HSS, the tool and equipment hire company, has posted an £8.5m pre-tax loss in its first set of annual results since floating on the London Stock Exchange in February.

The company said on Monday that annual revenue rose a quarter to £284.6m in the 12 months to December 27 2014, led by robust growth in its HSS OneCall and HSS Training divisions. But the group reported a pre-tax loss of £8.5m for the period, against a pre-tax profit of £2.6m in 2013, following a large number of one-off exceptional items such as refinancing costs.

HSS, which floated at 210p a share - the bottom of its guided price range - issued results for what was its holding company before the IPO. The group, which focuses on smaller "fit-out" tools rather than heavy construction equipment, used most of the £103m raised in the listing to help pay down around £200m of debt.

Since then, its shares have struggled to stay above the listing price for a sustained period.

Despite the loss, HSS said it had had an "encouraging" start to 2015. Trading has so far been in line with expectations, with 13 new branches opened in the first quarter, the equivalent of roughly one per week. HSS plans to open 50 local branches this financial year. It has 2,900 staff, a delivery fleet of more than 400 commercial vehicles, 10 regional distribution centres, and 25 local distribution centres.

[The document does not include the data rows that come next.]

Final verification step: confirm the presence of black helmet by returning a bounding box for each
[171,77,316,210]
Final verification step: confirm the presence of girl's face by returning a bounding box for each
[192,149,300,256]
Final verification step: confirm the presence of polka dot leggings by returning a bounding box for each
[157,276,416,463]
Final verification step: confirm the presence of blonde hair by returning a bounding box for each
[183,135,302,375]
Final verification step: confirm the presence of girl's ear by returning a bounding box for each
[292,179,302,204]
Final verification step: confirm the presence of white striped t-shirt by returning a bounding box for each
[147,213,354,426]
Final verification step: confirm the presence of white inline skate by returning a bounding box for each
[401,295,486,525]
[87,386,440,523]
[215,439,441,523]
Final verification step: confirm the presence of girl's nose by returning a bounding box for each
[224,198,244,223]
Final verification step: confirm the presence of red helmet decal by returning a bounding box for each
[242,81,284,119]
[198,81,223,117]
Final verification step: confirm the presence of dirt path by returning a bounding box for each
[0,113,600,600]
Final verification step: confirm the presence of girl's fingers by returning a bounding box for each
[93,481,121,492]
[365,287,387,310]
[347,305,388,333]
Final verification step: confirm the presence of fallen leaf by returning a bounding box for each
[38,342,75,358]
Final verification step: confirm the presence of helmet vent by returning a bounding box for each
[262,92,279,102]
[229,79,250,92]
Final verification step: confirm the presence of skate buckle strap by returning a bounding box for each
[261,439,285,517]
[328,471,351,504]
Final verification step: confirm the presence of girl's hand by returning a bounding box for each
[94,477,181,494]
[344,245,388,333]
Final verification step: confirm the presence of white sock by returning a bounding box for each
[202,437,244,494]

The group says it is on the hunt for "specialist" acquisitions as it expands in the UK.

"The rollout of our local branches is continuing to plan and the customer response continues to be positive," said chief executive Chris Davies.

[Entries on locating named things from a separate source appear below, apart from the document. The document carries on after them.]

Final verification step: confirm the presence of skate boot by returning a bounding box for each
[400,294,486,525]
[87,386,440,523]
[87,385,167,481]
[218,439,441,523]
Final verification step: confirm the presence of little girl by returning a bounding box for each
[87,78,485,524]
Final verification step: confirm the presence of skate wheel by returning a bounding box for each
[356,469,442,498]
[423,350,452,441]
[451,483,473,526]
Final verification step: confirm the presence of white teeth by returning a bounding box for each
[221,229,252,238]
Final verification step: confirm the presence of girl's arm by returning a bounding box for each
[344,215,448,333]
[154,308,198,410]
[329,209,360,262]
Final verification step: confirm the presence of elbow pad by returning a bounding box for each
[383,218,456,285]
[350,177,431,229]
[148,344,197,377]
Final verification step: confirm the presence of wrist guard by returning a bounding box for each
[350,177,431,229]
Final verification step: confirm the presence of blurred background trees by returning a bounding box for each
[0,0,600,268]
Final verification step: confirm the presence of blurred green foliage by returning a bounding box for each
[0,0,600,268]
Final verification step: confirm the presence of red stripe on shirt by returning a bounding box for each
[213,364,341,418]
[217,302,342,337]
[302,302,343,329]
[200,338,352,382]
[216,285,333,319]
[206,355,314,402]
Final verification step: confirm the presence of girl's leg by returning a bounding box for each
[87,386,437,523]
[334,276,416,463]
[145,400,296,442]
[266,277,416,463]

"2014 was a year of excellent progress. Our performance reflects both our focus on the less cyclical and higher value-added 'maintain' and 'operate' segments of the market, and a deliberate customer demand-led approach to investment in our hire fleet."

Private equity group Exponent had unveiled the float in an effort to take advantage of a recovery in the UK construction sector after output flatlined in the wake of the financial crisis.

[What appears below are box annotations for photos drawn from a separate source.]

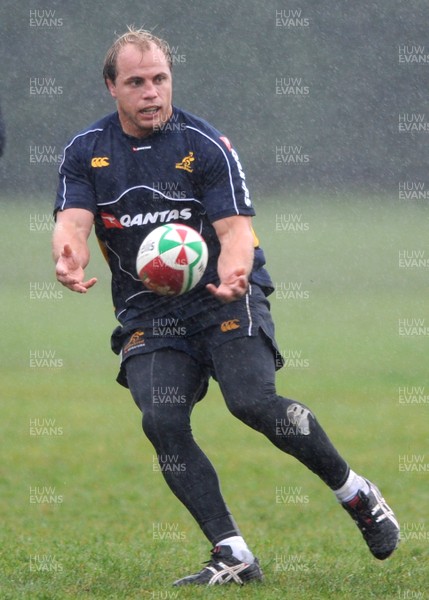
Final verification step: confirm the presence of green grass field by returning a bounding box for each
[0,194,429,600]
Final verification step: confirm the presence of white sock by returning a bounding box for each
[334,469,369,502]
[216,535,255,565]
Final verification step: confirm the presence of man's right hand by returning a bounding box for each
[55,244,97,294]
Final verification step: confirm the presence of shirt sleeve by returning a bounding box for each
[54,135,97,214]
[197,136,255,222]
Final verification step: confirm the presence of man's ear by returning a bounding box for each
[105,79,116,98]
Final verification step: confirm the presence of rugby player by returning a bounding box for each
[53,28,399,585]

HSS, the UK's second-largest provider of tools and equipment by revenues after FTSE 100 rival Ashtead, had initially vied for a valuation of up to £406m. It looked to raise total gross proceeds of £103m to help fuel expansion, plus £11m for investors in Exponent, co-investor Standard Life, and certain members of the company's senior management.

HSS shares pared earlier gains to finish unchanged at 209p on Monday.